KostyaSha / yet-another-docker-plugin

Jenkins Yet Another Docker Plugin
https://plugins.jenkins.io/yet-another-docker-plugin
MIT License
83 stars 48 forks source link

"Failed to run container" errors when cloud host is running Docker 20.10.6 #295

Open wmorrell opened 3 years ago

wmorrell commented 3 years ago

Primary Jenkins node is running: Jenkins 2.277.3 (current LTS) YAD 0.2.0 Clouds configured to launch on another host, and connect to container with Docker SSH Computer Launcher

Cloud hosts are running: Docker 20.10.6

Provisioning with prior Docker versions, up to and including 20.10.5, works fine. As soon as the cloud node patches to 20.10.6, provisioning attempts fail. There is a work-around. Re-configure the cloud container launch settings, with Create Container Settings edited to include 0.0.0.0::22 under "Port bindings".

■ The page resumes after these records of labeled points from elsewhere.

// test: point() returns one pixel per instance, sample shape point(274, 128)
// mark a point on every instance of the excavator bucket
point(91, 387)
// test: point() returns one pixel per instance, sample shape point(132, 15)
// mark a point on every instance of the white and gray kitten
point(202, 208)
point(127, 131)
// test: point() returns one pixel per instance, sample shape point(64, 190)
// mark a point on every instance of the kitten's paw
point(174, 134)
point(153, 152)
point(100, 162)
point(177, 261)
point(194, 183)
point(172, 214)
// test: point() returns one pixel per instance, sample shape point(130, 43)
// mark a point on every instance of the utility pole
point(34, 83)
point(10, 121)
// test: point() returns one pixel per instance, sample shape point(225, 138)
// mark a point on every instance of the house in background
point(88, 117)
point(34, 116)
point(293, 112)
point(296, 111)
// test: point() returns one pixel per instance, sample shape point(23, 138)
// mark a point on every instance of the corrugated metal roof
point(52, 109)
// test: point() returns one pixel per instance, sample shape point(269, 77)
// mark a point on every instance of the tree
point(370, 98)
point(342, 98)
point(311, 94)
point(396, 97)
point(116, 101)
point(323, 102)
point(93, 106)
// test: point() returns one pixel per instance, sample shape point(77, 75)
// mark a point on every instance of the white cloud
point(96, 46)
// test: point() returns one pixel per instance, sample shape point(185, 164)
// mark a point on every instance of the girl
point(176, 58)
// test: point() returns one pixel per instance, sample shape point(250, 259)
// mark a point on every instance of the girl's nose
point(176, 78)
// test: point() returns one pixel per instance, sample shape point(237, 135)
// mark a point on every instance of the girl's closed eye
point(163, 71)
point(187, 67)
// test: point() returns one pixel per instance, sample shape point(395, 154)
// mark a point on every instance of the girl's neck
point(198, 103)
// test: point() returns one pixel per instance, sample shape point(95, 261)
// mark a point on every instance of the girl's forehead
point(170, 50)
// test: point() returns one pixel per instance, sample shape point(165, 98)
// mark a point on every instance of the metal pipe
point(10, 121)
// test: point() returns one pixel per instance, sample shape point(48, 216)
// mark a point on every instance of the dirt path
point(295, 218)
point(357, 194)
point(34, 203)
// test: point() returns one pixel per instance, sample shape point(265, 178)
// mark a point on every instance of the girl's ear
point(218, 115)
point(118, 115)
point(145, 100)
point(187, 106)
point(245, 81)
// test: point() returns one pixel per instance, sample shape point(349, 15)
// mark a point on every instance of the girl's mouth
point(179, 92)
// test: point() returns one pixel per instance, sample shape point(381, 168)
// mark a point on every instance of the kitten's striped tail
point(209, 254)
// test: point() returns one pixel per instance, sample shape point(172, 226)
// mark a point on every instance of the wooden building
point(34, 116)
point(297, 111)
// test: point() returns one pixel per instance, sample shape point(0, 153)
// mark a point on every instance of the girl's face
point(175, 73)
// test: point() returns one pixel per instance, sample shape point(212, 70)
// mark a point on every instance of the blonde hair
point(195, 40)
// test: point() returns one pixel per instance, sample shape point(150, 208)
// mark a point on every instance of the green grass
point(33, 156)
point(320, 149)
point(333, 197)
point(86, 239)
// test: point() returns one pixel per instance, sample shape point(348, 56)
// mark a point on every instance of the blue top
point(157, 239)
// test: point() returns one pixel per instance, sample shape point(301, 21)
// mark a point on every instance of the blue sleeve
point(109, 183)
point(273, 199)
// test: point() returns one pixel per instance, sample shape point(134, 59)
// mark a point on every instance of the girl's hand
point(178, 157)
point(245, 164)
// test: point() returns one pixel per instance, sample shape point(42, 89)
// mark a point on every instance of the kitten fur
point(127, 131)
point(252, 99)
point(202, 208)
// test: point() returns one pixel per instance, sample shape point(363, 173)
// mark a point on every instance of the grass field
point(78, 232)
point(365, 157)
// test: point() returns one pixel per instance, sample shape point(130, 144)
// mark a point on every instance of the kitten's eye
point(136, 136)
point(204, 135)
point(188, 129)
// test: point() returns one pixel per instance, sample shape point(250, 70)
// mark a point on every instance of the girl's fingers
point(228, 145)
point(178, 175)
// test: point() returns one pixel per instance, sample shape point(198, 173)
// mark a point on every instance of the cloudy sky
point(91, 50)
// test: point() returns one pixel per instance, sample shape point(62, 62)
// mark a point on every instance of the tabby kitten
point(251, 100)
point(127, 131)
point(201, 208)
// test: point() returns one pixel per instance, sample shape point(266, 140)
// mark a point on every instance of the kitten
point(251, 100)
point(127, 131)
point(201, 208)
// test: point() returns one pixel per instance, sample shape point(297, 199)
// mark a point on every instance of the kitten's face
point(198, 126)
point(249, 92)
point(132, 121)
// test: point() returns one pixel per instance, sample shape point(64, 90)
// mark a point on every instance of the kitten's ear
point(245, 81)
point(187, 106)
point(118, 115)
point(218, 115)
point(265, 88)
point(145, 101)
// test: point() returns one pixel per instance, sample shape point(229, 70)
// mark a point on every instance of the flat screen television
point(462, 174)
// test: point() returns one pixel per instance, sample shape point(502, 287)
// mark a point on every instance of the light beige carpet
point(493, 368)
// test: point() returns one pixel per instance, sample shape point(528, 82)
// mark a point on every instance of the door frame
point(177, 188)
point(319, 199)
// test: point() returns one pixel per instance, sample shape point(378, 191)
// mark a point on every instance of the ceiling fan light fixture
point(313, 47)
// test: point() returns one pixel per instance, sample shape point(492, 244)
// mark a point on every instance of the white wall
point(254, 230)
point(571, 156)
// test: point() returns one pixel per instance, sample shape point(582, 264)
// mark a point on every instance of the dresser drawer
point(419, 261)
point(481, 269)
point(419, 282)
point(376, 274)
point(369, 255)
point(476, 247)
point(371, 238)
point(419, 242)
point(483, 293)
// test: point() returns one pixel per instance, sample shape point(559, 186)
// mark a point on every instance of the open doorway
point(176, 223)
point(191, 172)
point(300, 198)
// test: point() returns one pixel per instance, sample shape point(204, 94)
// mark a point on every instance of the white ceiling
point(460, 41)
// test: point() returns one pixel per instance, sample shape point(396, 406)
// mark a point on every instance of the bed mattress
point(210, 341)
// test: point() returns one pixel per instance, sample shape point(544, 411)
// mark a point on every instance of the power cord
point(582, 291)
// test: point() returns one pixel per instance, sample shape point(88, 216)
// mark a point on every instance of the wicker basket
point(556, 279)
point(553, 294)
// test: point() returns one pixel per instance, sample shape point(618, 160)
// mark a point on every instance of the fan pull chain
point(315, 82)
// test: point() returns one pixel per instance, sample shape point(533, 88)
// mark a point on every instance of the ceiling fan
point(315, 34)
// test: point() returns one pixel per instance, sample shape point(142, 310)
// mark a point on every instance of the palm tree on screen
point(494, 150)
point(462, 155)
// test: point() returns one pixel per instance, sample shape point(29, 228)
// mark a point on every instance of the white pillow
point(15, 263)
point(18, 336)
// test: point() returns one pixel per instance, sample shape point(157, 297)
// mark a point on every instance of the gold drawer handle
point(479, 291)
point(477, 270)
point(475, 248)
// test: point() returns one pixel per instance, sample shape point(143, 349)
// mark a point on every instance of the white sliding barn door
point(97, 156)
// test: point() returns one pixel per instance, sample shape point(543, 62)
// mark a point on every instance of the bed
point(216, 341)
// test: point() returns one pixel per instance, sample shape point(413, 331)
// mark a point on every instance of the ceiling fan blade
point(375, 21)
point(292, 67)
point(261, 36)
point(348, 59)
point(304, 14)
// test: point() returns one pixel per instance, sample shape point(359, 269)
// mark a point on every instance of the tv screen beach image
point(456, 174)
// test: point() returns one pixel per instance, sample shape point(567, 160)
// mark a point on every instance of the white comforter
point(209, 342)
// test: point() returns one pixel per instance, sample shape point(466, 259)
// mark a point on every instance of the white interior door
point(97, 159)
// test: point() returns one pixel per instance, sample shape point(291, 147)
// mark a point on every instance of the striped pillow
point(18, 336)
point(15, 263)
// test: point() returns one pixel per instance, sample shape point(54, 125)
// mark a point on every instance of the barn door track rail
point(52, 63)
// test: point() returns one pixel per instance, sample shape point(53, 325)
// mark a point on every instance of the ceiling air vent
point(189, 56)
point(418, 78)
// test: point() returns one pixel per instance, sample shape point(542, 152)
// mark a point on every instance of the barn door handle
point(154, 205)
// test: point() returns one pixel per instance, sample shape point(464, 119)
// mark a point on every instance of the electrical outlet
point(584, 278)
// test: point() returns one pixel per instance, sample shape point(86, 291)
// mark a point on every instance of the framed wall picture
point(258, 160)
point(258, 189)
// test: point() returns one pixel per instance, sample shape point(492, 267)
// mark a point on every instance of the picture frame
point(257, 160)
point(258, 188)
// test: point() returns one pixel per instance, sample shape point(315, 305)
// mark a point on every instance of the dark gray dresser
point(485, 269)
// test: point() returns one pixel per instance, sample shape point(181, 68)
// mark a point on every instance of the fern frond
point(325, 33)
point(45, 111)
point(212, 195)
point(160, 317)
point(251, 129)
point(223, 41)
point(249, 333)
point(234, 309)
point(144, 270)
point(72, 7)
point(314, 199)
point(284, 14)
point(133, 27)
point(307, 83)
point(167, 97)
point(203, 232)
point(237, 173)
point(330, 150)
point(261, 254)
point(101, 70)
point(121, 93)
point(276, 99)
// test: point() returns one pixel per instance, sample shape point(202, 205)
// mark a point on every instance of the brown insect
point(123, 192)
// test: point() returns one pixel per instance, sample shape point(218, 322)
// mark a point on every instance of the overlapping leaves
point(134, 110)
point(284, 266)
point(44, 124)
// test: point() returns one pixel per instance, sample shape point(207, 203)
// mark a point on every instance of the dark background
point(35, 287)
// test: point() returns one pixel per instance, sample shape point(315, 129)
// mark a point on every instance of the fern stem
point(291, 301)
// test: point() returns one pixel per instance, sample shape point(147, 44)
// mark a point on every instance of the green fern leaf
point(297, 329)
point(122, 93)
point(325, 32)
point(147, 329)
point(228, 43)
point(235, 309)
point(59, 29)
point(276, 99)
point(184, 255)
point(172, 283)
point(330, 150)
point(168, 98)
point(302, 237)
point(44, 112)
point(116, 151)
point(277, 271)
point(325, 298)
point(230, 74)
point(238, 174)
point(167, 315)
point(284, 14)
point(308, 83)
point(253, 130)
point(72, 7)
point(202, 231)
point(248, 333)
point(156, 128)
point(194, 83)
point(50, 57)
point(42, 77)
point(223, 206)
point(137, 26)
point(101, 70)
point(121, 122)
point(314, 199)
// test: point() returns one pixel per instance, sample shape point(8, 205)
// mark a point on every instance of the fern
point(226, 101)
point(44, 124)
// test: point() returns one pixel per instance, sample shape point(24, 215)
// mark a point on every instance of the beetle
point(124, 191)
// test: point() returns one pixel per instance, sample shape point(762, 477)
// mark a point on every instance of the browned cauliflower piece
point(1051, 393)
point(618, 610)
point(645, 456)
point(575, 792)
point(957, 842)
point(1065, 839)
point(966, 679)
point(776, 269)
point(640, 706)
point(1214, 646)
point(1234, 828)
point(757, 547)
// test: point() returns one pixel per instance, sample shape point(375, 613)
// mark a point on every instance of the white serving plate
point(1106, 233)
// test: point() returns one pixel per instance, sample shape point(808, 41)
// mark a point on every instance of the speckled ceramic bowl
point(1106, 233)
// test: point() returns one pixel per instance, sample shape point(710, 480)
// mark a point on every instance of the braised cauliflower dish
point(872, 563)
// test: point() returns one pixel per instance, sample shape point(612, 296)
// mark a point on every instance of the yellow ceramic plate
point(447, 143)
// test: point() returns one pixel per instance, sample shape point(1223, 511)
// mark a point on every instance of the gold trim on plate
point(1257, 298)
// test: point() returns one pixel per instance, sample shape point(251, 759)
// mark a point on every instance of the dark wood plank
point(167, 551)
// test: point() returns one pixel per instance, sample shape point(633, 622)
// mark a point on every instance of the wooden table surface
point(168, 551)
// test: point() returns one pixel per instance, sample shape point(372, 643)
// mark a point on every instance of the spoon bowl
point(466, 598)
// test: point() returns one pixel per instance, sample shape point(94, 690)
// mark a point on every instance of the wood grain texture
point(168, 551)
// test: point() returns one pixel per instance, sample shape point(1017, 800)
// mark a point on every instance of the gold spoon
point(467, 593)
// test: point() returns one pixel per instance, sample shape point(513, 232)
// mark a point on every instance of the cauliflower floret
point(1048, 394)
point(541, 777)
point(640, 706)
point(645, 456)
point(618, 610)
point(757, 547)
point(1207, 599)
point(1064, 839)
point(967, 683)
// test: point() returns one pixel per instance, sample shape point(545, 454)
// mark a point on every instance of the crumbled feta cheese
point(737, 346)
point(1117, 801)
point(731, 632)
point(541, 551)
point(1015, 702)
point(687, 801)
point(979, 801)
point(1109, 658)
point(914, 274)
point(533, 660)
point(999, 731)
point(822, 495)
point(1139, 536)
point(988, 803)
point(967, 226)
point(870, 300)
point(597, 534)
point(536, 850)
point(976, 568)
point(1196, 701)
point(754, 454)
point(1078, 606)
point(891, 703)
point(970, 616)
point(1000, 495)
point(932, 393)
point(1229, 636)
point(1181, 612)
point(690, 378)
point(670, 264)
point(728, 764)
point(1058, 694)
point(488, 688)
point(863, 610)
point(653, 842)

When this error triggers, provisioning attempts will start, then repeatedly fail. They will show the following error in the Cloud Statistics listing:

java.lang.IllegalStateException: Failed to run container.
    at com.github.kostyasha.yad.DockerCloud.provisionWithWait(DockerCloud.java:257)
    at com.github.kostyasha.yad.DockerCloud.lambda$provision$0(DockerCloud.java:135)
    at jenkins.util.ContextResettingExecutorService$2.call(ContextResettingExecutorService.java:46)
    at jenkins.security.ImpersonatingExecutorService$2.call(ImpersonatingExecutorService.java:80)
    at java.util.concurrent.FutureTask.run(FutureTask.java:266)
    at java.util.concurrent.ThreadPoolExecutor.runWorker(ThreadPoolExecutor.java:1149)
    at java.util.concurrent.ThreadPoolExecutor$Worker.run(ThreadPoolExecutor.java:624)
    at java.lang.Thread.run(Thread.java:748)

In the Jenkins logs, there's also this:

Apr 23, 2021 5:06:21 AM FINE com.github.kostyasha.yad.launcher.DockerComputerSSHLauncher waitUp
TCP connection attempt failed 60 retries with 2 second interval for [::]:49163

Basically what I think is happening, per moby/moby#42313, is that Docker is now returning both an IPv4 and an IPv6 port when inspecting port bindings on a container. In Docker 20.10.5 and earlier, only the IPv4 port would be listed. When YAD is inspecting the ports to create the SSH url, it ends up grabbing the IPv6 address. If IPv6 is not configured on the host, or the IPv6 traffic is otherwise blocked, the DockerComputerSSHLauncher will eventually reach a connection timeout and fail the provisioning attempt. The work-around listed above works by forcing the container to launch with only IPv4 addresses, so YAD doesn't see the IPv6 address.

tghastings commented 3 years ago

Thank you for this. I spent a few hours trying to troubleshoot.